Megabus SJC-LAX is $34

Greyhound SJC-LAX is $22 for Advance Purchase and $30 Web-Only

Amtrak is $55 Bus+Surfliner and $58 on Coast Starlight


----------



## the_traveler (Sep 19, 2013)

All I can say is that all airlines do it from time to time! Then when other airlines do not match the fare, the price goes back up. Another example is Megabus, which advertises $1 fares. But only 1 seat per bus is $1 - all the rest are higher.

Another is Square (the credit card reader for iPhones & iPads). They advertise you can take credit card payments and the rate is 2.75% per swipe, with no other charges. What is NOT said in their advertisements is that if you do not have the actual credit card in hand and need to input the card number (such as from an Internet sale or a sale over the phone), the charge is 3.25% + $,15 cents per transaction!

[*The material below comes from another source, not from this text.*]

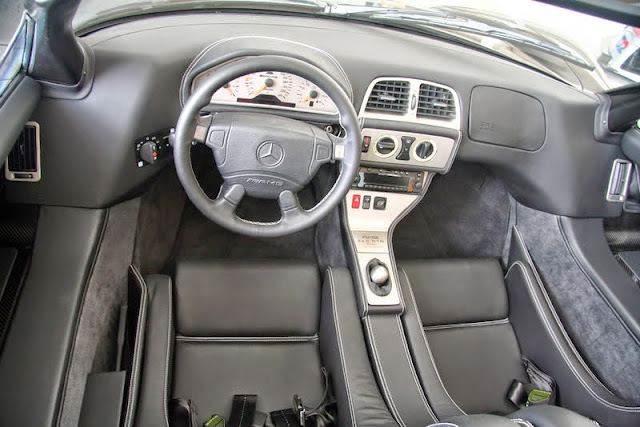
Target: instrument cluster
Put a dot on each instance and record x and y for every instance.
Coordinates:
(270, 89)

So what happened to the advertised 2,75% and no fees? :huh:


----------



## Texan Eagle (Sep 19, 2013)

the_traveler said:


> All I can say is that all airlines do it from time to time! Then when other airlines do not match the fare, the price goes back up. Another example is Megabus, which advertises $1 fares. But only 1 seat per bus is $1 - all the rest are higher.

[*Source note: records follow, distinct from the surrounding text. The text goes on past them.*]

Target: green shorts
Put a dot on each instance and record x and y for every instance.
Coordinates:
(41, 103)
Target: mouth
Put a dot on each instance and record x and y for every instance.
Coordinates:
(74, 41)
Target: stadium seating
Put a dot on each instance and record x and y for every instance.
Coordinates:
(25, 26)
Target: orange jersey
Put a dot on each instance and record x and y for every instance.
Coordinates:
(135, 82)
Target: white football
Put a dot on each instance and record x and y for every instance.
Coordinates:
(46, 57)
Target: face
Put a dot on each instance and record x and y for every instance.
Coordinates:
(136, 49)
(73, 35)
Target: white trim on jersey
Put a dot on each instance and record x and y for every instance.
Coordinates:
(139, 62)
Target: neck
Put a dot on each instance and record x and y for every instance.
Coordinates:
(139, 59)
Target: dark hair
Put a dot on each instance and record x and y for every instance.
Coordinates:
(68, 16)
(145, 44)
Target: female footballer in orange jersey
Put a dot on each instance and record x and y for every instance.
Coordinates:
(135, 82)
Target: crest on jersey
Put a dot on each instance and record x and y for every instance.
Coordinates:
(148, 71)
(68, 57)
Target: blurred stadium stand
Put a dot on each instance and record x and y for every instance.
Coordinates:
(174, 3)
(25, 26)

I see your point but just a correction- Megabus does not sell "only one seat per bus" at $1. I have successfully purchased tickets for 5 people on the same bus for $1 each for San Francisco-Reno journey.


----------



## SarahZ (Sep 19, 2013)

I LOVE Virgin America. We used them when we flew from ORD to SFO. I plan to use them for all of my upcoming flights if possible.


----------



## PRR 60 (Sep 20, 2013)

Posts not related to Virgin America fares have been removed.


----------